J’ai passé les deux derniers jours à Dunkerque pour une réunion entre partenaires français et anglais. Mon moment préféré de la journée : le déjeuner. Pas seulement pour la nourriture, mais surtout parce que c’est l’un des moments où les Anglais sont très anglais et les Français, très français.
Le projet commun s’étale sur trois ans au cours desquels les partenaires se réuniront tous les trimestres. La première réunion s’est tenue en Angleterre et le premier déjeuner était typiquement anglais : court, insipide, inconfortable, plus destiné à sustenter un travailleur qu’à faire briller les yeux d’un gourmet. Nous sommes sortis de la salle de réunion pour nous asseoir dans des fauteuils rassemblés dans le hall. Sur une table basse se trouvaient quelques sandwiches de piètre allure et les Français avaient l’air un peu perdus. On venait de leur dire qu’on allait prendre le déjeuner, que se passait-il donc ? Je les ai doucement poussés vers les sandwiches (au concombre, au fromage et au thon). Je leur ai fait découvrir les joies de la serviette en papier qui sert d’assiette et les ai aidés à choisir leurs chips en fonction de leur saveur.

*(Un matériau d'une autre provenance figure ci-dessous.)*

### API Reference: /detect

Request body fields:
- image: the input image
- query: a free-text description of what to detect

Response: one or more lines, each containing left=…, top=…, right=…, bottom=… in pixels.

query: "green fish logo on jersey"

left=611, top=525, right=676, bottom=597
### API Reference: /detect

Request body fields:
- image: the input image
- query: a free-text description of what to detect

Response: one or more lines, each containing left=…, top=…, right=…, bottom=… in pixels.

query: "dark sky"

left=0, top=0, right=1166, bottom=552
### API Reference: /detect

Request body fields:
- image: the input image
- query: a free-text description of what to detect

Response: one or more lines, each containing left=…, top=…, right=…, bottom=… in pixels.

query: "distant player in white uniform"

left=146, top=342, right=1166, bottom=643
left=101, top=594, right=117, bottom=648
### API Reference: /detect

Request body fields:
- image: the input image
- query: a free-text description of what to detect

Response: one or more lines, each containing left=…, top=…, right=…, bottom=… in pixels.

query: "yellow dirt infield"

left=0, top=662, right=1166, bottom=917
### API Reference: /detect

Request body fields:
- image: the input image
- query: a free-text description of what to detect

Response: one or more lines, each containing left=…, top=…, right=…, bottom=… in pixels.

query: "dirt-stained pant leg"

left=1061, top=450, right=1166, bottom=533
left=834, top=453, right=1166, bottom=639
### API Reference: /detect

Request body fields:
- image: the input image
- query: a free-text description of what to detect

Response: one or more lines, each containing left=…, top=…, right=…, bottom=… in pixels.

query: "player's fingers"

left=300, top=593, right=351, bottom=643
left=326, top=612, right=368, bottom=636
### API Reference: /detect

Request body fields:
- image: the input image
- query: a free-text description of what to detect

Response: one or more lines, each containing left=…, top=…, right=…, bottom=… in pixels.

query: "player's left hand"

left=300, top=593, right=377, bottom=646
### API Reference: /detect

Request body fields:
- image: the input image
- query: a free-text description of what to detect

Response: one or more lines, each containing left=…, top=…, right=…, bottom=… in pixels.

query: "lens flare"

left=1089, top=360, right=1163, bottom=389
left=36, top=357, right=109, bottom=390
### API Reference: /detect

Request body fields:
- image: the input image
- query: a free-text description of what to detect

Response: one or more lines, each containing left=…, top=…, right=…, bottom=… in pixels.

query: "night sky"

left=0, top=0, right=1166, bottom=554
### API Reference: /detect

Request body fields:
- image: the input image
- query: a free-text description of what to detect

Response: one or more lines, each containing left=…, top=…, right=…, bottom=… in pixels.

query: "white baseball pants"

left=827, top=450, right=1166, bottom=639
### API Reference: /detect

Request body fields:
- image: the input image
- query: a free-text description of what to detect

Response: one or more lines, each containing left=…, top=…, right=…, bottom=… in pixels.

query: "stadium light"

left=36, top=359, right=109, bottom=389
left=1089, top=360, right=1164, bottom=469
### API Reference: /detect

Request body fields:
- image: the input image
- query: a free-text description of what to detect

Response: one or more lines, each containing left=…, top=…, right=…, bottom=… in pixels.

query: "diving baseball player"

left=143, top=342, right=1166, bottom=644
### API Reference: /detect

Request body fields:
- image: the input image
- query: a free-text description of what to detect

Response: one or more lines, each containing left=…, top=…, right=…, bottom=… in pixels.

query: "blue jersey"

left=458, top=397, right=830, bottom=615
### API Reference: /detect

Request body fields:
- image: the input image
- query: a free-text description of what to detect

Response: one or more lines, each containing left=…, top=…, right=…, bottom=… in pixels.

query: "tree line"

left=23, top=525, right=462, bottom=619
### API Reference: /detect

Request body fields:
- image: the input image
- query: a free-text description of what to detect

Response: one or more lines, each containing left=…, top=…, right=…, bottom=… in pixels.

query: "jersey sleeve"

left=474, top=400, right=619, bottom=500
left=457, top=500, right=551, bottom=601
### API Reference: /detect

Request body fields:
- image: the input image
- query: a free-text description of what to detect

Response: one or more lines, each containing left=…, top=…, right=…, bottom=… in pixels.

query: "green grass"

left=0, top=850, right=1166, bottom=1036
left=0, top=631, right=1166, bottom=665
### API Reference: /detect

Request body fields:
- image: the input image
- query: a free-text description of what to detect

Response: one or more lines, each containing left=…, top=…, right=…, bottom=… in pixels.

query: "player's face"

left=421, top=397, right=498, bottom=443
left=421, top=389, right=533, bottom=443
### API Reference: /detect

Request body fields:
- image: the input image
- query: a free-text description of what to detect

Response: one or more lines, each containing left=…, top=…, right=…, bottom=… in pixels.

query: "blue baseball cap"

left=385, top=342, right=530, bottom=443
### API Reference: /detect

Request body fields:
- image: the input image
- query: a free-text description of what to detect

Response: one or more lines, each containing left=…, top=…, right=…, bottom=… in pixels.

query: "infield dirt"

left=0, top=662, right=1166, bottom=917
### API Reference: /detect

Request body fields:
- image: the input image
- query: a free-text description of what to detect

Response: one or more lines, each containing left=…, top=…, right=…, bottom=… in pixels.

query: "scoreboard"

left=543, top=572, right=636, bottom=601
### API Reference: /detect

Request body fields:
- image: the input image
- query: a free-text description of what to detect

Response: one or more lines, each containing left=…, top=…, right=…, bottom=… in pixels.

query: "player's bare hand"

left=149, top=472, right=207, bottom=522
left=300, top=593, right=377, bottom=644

Lors de la première réunion en France, le président (anglais) de la réunion a regardé sa montre vers midi et demi et a dit à tout le monde : “Très bien, c’est l’heure du déjeuner, on reprend dans une demi-heure ?” “QUOI ? ? ?” Les Français se révoltaient. Cette fois, ils étaient sur leur territoire. Après de dures négociations, ils se sont mis d’accord ; le déjeuner durerait une heure et demie. Nous sommes allés dans un charmant petit restaurant où nous avons dégusté un délicieux repas. Nous avons découvert les spécialités du coin (maroille, flammkueche) et j’ai regardé avec envie les convives siroter du vin ou de la bière de la région. Pensant qu’interpréter un brin éméchée pourrait donner des résultats inattendus, je me suis abstenue.

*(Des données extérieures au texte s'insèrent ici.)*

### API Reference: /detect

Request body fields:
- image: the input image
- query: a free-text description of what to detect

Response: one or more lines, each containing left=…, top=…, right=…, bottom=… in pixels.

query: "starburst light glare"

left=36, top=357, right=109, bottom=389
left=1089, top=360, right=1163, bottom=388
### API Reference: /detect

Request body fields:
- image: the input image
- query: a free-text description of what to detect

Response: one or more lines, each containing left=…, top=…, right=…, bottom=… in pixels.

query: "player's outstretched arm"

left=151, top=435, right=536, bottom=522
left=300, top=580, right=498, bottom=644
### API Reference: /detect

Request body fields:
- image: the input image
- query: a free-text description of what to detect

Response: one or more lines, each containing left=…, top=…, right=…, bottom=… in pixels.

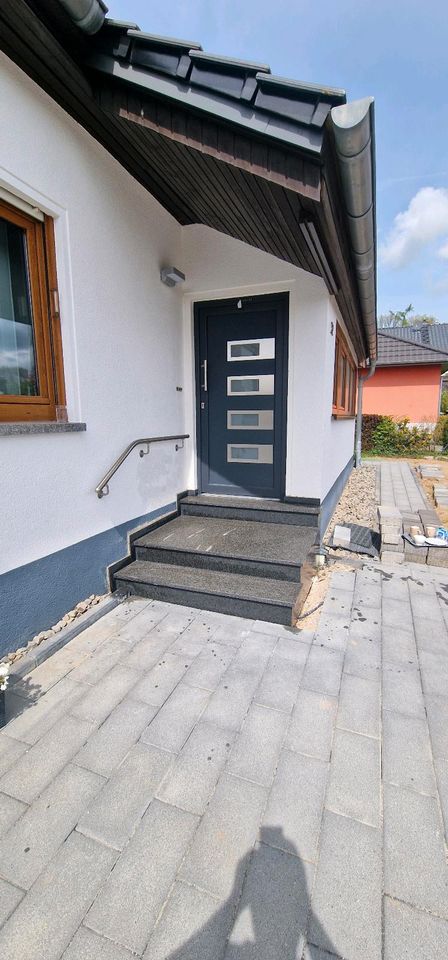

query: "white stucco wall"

left=183, top=226, right=344, bottom=499
left=0, top=54, right=353, bottom=573
left=0, top=54, right=187, bottom=572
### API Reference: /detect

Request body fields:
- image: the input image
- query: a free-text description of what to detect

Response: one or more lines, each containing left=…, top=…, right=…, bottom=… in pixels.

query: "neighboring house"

left=362, top=328, right=448, bottom=426
left=0, top=0, right=376, bottom=652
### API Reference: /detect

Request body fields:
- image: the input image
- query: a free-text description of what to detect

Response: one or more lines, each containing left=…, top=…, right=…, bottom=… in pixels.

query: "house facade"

left=363, top=331, right=448, bottom=427
left=0, top=0, right=376, bottom=653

J’aimerais cependant déboulonner un mythe sur la gastronomie en Angleterre : on mange très bien sur cette île. Bien que les déjeuners, centrés autour du travail à accomplir, aient toujours été assez simples, les partenaires français ont toujours dîné dans d’excellents restaurants au cours de leurs séjours. Comme il n’y a pas vraiment de cuisine traditionnelle (mis à part les fish and chips etc.), des cuisines des quatre coins de la planète ont été adoptées, intégrées et prospèrent ici. La quantité de restaurants du monde entier est impressionnante, surtout ici, à Brighton, et de nouveaux cuisiniers britanniques progressifs adorent essayer toutes sortes d’ingrédients et de recettes exotiques, et cela beaucoup plus qu’en France, à mon avis.